Сам я умею завидовать

— Вы не разучились радоваться наградам, званиям?

— С одной стороны, я никогда не впадал в безумие от того или иного признания. А с другой, это всегда приятно и, может быть, даже полезно. Если уж совсем откровенно — уверенности и признания на самом деле всегда не хватает. То, что было вчера, все равно становится «вчера». Все, что входит, так сказать, в титульный список, все равно уже было вчера. Мы живем все-таки сегодняшним днем и отчасти пытаемся жить завтрашним.

— Считается, что успеху в театре сопутствуют творческая ревность, зависть. Вы это чувствуете?

— Ревности по отношению к себе я особо не замечаю. Может быть, я невнимателен.

— А может, ее и нет?

— Мне всегда легче считать, что ее нет. Чему ж завидовать — работа довольно трудная, жизнь довольно тяжелая. К счастью, мне не свойственна изматывающая подозрительность. Сам я умею завидовать: когда вижу хороший спектакль — а это не так часто бывает, — завидую и очень увлекаюсь. Мне сразу хочется попробовать сделать что-то самому. В отличие от того, когда вижу плохой спектакль. Плохой спектакль убивает, поэтому я очень осторожно хожу в театр. Начинает казаться, что только такие и бывают и что ты сам делаешь такие. И что театр весь — довольно бессмысленное занятие.

— Кому вы сейчас завидуете?

— Станиславскому, Мейерхольду, Бруку. Завидуешь хорошему созданию. Помню, когда посмотрел «Вишневый сад» Брука, долгие годы был под впечатлением. И сегодня завидую его способности соткать почти из ничего такой плотности духовный мир. Юношей увидел спектакль Фоменко «Милый старый дом» в Театре комедии и, помню, шел, пританцовывая от радости. Мне вдруг открылись еще какие-то возможности театра.

— У Чехова в заметках есть фраза: «Меня каждую минуту бьют по лицу хорошими словами». Вы не чувствуете чего-то похожего?

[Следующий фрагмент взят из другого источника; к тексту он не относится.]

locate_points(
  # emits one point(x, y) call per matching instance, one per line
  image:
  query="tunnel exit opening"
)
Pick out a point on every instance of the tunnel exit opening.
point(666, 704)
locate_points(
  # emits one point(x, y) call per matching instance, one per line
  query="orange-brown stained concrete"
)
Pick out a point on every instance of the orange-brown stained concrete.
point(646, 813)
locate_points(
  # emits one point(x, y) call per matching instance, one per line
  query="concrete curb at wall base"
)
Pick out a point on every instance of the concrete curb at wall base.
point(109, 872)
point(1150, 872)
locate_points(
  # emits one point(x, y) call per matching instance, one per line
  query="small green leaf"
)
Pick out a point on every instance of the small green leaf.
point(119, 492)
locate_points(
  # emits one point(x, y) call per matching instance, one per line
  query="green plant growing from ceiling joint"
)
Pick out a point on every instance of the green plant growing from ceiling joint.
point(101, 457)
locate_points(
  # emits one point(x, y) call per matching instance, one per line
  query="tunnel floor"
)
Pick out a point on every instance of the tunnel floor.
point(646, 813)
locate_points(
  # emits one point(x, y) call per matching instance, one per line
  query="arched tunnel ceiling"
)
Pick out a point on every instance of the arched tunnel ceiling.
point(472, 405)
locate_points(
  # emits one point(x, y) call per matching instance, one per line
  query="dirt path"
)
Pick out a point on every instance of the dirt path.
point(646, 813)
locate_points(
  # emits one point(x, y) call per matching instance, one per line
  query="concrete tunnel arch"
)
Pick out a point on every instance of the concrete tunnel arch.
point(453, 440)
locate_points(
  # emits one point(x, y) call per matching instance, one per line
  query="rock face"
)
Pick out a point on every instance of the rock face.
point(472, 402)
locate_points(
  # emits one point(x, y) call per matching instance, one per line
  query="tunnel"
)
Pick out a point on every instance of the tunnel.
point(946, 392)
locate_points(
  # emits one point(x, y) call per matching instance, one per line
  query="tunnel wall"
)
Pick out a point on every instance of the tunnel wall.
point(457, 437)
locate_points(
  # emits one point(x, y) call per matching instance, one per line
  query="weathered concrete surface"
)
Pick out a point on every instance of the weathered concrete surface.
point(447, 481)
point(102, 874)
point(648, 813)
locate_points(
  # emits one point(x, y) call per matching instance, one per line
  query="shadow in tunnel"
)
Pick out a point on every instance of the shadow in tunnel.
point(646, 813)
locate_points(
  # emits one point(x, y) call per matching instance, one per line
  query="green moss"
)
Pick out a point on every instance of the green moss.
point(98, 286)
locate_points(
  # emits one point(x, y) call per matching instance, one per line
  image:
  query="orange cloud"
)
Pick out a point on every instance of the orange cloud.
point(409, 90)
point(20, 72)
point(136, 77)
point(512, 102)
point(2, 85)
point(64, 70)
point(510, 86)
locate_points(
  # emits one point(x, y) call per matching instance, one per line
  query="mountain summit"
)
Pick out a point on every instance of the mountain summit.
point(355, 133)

— Если с умом хорошие слова говорятся, с искренним добром, то ничего не бьет. Другое дело, что иногда говорят хорошие слова с прямо противоположным знаком — когда хвалят не за то, видят не то. Становится обидно и немножко смурно, как-то уж очень сильно путаются понятия. И потом — все идет полосами. Вот сейчас у нас такая полоса, что хорошо говорят в основном. И забывается, что совсем недавно говорили нехорошо. Так что надо сравнительно спокойно относиться и к тому, и к другому. И про то, и про другое знать, но не очень вникать. Иначе будет битье по лицу, и очень будут ранить перемены. А они, к сожалению, неодолимы. Сегодня маятник качнулся туда, а завтра он, скорее всего, качнется в противоположную сторону.

— Сейчас действительно забылось, что ваши спектакли запрещали, яростно критиковали…

— Просто у всего, что не касается лично тебя, короткая память. Я помню не конкретных людей. Помню просто, что трудные полосы бывали, когда надо было сохранять собственный покой и покой нашей компании. Всегда же — когда ранят тебя, то ранят и компанию. Жизнь вдруг в какой-то момент выдает на гора результат, который сегодня, тьфу-тьфу, кажется положительным. Но на самом-то деле он складывается из очень многих противодействующих сил. Я вот вспоминал — мы были счастливы, когда стали играть «Дом». Но ведь мы все время его играли в полузапрещенном состоянии. Сегодня помнится в основном азарт победы. Но сколько нервов было съедено прямо противоположным, даже трудно сейчас предположить. И так со многими спектаклями. С теми же «Бесами», которых театральные люди принимали трудно. Так что это все нормально и дает, может быть, запас прочности на потом. Никогда не делаешь что-то, ожидая хорошего. Делаешь, потому что тебе это кажется нужным, а дальше может быть все что угодно.

Если будешь ставить десятый спектакль, все равно не успеешь поставить одиннадцатый

— Иногда режиссеры бравируют тем, что за сезон ставят пять, семь, девять спектаклей. Вы же не заинтересованы в быстрых итогах. Не боитесь чего-то не успеть?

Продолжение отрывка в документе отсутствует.